OCC’s Enforcement Actions – Heads It Wins, Tails It Wins – The Akahoshi Case
The OCC has done it again.
It gives up on a prohibition proceeding lasting many years against Laura Akahoshi, a former bank officer, only to trash her in its public decision dismissing the case, thereby making it nearly impossible for her to find employment in the banking industry. It’s almost as good as prohibiting her legally from the banking industry but without having to prove why.
The Acting Comptroller’s decision selectively chooses unproven allegations from the complaint and the administrative law judge’s (ALJ) recommended decision and impugns her integrity even as it dismisses the case based on the ALJ’s failure to tie the alleged facts to the statutory standards to ban her from banking.
This is not the first time that the Comptroller has done this. Far from it.
As Ms. Akahoshi’s brief states (pages 11-12):
The OCC has, in multiple instances, relentlessly litigated against an administrative respondent only to abruptly drop the charges or to issue a final decision chock-full of adverse factual findings and legal interpretations but dismissing in an attempt to avoid judicial review….
The OCC’s efforts succeed – by the undersigned’s count, only four OCC enforcement actions have been subject to direct judicial review in nearly a quarter century, and in three of them, the court of appeals reversed the agency in whole or in part…

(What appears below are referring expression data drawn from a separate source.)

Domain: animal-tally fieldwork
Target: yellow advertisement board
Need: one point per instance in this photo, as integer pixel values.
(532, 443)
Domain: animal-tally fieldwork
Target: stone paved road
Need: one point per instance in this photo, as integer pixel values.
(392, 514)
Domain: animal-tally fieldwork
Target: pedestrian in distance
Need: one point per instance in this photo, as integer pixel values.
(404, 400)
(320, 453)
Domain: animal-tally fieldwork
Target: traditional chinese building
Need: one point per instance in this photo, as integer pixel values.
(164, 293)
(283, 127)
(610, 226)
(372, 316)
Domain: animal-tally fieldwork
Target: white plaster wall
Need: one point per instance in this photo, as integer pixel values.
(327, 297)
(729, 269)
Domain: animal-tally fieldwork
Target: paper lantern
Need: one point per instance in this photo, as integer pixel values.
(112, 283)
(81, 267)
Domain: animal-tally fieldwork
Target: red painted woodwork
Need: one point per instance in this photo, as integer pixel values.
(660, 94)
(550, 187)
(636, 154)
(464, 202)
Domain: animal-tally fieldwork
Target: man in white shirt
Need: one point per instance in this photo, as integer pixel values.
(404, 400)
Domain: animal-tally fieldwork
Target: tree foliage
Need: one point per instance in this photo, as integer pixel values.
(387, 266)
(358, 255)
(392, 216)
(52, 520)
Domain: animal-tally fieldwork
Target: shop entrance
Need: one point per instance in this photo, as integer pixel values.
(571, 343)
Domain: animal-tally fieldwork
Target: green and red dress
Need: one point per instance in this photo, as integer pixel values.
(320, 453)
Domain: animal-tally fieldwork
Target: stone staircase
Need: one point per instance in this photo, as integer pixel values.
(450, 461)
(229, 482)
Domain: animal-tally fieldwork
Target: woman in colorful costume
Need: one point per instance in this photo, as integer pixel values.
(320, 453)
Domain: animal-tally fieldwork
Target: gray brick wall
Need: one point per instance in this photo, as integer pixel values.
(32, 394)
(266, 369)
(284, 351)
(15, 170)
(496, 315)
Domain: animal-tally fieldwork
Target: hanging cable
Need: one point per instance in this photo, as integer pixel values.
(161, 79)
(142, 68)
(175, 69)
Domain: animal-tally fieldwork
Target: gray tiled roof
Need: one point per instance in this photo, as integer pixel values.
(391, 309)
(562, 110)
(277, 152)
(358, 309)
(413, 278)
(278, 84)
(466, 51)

Worse, the OCC and the other agencies that enforce Section 1818 endorse the OCC’s regulation-by-dismissal practice by treating the OCC ‘dismissal’ decisions as authoritative precedent…
It would come as no surprise if the OCC does the same with the Final Decision here by relying on it, for example, as precedent for a future Section 481 enforcement action…
The provisions of 12 USC 481 grant the Comptroller the right to examine banks but do not address the obligation of banks and bank institution-affiliated parties (IAPs) to provide the Comptroller with all information and documents in possession of the bank. In the Final Decision, the Acting Comptroller mistakenly asserted that Ms. Akahoshi may have violated 12 USC 481.
The record of the case also reveals the habitual practice of ALJs for the banking agencies to defer to examiner opinions, making it exceedingly difficult for a target to prove that the examiners were wrong, and the willingness to stretch the meaning of undefined statutory terms to manufacture or strengthen the case against the target.